Interior decorating is not a high priority for a remote indigenous radio station. Walls are meant for keeping the dust, heat and insects off the equipment, not for hanging paintings on. One station was therefore baffled recently when it received a departmental review questionnaire asking them how many artworks it housed. The broadcasters carefully filled out the form, writing “Not Applicable” on every line.
The questionnaire, sent by an arts bureaucrat who mistook the station for a gallery, was a tiny blunder within a bigger mystery. Indigenous media was moved from the Communications portfolio into Arts when Labor took office. Last week, indigenous broadcasters gathered at the Remote Media Festival in Yuendumu to discuss the situation. This week, a delegation is heading off to Canberra to deliver their message to minister Peter Garrett: Arts is “Not Applicable” to remote media.

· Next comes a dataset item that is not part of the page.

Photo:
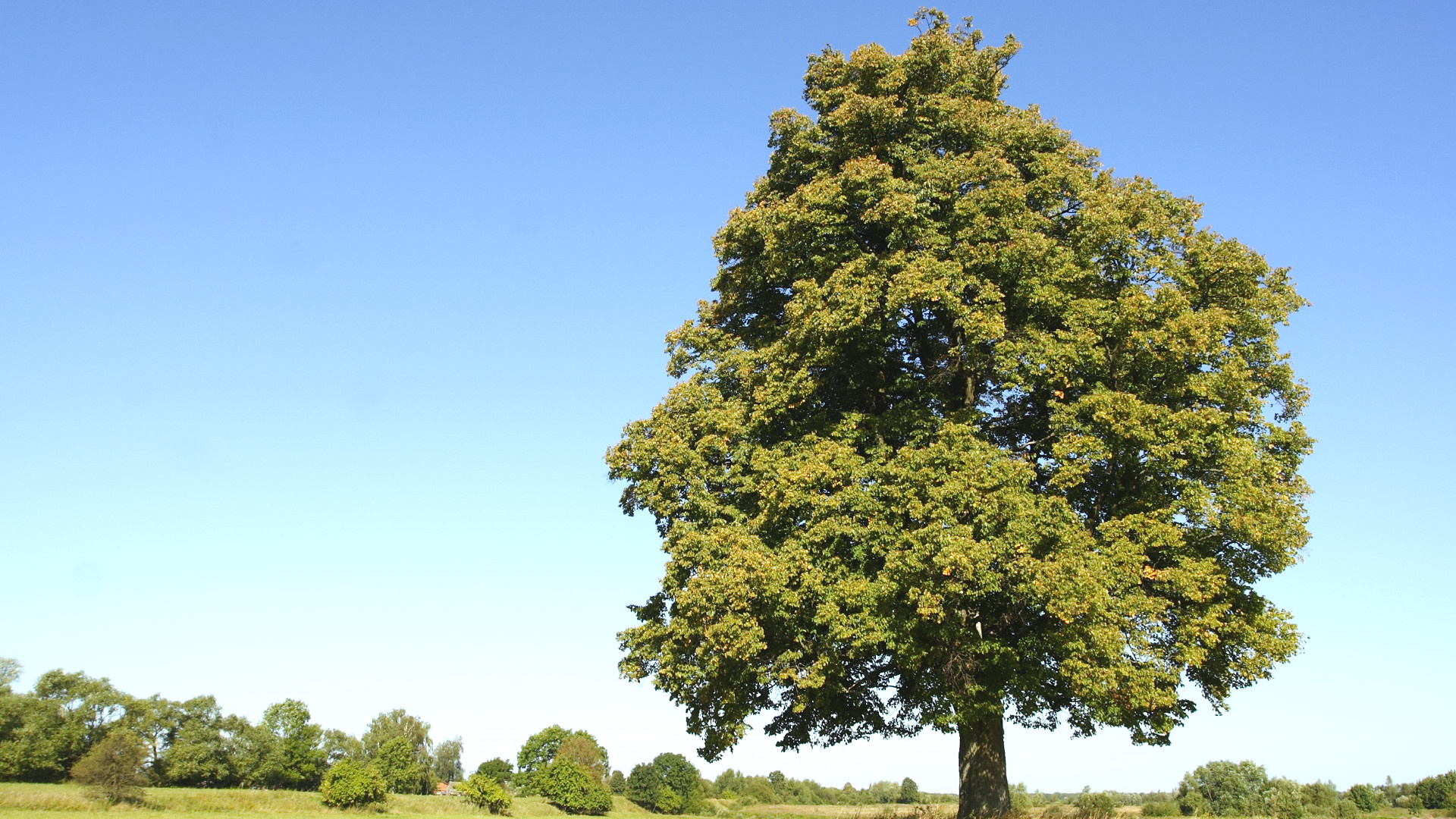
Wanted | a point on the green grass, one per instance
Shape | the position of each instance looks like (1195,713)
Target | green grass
(57,802)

Firstly, the Backing Indigenous Ability money, intended to provide broadband to indigenous communities, is still held in the Department of Broadband, Communications and the Digital Economy, under Senator Conroy. These days, with media convergence in full swing, it seems backward to separate ICTs from “the media”. Even the BIA report stated clearly that Remote Indigenous Media Organisations are important for ensuring that telecommunications infrastructure gets used within communities.
Secondly, the indigenous media sector fears that it is becoming disconnected from other developments, such as digital broadcasting transmission. Instead of being part of the “digital economy”, it has been grouped in a government department alongside the flora and fauna (Environment), as well as things that exist in the past (Heritage). How could they not be offended?

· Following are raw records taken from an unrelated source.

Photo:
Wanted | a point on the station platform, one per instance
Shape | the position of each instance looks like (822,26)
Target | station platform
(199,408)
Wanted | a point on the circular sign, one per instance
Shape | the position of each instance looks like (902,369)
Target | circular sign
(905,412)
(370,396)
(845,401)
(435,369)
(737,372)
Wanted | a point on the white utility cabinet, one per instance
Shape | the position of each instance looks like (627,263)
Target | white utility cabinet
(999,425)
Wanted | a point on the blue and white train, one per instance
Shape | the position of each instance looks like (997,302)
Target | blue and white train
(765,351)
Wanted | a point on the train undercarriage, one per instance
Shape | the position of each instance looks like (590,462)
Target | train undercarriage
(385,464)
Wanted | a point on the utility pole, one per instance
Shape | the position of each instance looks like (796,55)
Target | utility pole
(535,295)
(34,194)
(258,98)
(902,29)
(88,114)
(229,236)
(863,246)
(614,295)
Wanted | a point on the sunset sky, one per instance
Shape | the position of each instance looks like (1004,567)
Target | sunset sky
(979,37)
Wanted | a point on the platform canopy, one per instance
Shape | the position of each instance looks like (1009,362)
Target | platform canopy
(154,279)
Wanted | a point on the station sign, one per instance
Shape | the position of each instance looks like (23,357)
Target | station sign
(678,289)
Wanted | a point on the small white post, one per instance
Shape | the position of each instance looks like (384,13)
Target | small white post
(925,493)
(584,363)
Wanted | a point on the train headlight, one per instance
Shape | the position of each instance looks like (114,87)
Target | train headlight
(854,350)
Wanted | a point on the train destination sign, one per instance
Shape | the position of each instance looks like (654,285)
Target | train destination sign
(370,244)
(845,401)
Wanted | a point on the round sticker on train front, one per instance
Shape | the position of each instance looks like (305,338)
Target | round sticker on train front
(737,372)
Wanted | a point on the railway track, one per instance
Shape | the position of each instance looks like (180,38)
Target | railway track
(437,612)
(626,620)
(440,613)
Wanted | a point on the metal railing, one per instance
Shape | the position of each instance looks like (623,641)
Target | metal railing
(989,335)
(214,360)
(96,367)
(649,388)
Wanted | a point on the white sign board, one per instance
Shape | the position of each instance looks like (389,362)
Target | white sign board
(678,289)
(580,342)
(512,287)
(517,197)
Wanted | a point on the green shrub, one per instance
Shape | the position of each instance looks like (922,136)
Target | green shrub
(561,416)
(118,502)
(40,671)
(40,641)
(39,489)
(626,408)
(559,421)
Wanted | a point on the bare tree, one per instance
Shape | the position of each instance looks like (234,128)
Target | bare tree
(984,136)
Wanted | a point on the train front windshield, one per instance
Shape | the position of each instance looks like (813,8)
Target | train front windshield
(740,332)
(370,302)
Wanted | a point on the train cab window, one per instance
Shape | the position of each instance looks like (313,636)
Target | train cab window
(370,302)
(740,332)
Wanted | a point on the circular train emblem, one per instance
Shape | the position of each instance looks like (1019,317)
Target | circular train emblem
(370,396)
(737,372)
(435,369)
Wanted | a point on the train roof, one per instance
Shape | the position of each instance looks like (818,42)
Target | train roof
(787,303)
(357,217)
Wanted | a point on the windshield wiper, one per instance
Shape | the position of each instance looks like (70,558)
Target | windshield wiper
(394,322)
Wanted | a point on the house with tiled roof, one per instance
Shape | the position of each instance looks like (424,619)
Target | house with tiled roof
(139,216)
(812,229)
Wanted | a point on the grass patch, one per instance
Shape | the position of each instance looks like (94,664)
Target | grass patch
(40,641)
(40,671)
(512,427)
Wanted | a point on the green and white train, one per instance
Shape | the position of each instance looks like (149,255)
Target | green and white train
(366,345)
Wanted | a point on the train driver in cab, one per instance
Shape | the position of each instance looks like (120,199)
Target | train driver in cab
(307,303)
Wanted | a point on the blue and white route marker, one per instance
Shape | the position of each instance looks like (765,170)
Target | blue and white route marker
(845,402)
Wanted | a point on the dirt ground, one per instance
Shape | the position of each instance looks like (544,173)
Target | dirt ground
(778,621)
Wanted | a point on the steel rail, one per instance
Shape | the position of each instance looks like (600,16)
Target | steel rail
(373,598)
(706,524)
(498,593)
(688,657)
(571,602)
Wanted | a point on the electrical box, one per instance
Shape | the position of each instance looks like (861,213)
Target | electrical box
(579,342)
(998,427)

Jim Remedio, Chair of the Australian Indigenous Communications Association speculated that perhaps indigenous media has been grouped with Arts (in DEWHA) in anticipation of a new ATSIC-like body. That would make sense, as indigenous media was previously dealt through ATSIC, but so far it’s just speculation.
When quizzed on indigenous broadcasting by the ABC’s Media Report last month, Mr Garrett repeatedly stated his support for NITV. But the Indigenous Broadcasting Program also includes 77 community broadcasting licensees across remote, regional and urban areas, as well as scores of retransmission sites. If you want to p-ss off indigenous radio broadcasters then the way to do it is to talk about NITV, which received $50 million from the Howard government, when the radio sector received no funding increase then or since. These local services address important community needs — informational and language — that fall outside of NITV’s mandate.
Garrett did make one sensible point: both the arts and broadcasting are important for language and culture. If this rationale leads to more funding for cultural productions — such as oral history projects or music recordings — then DEWHA could prove useful.
But media is also a techie’s domain. The remote media mobs are not just about content production; they fix telephones and TV sets, and when a transmitter breaks down they send someone out to get it working again. Will the arts bureaucrats understand that?
The feeling at the festival was that Indigenous media can be good for culture and language — but it will find it hard to fulfil that role until some more urgent media matters are addressed. The Community Broadcasting Foundation has almost completed transmitter and equipment upgrades for remote Indigenous community broadcasters. The new equipment won’t last long if it remains housed in substandard buildings. So forget the paintings and start by giving them some walls, Mr Garrett.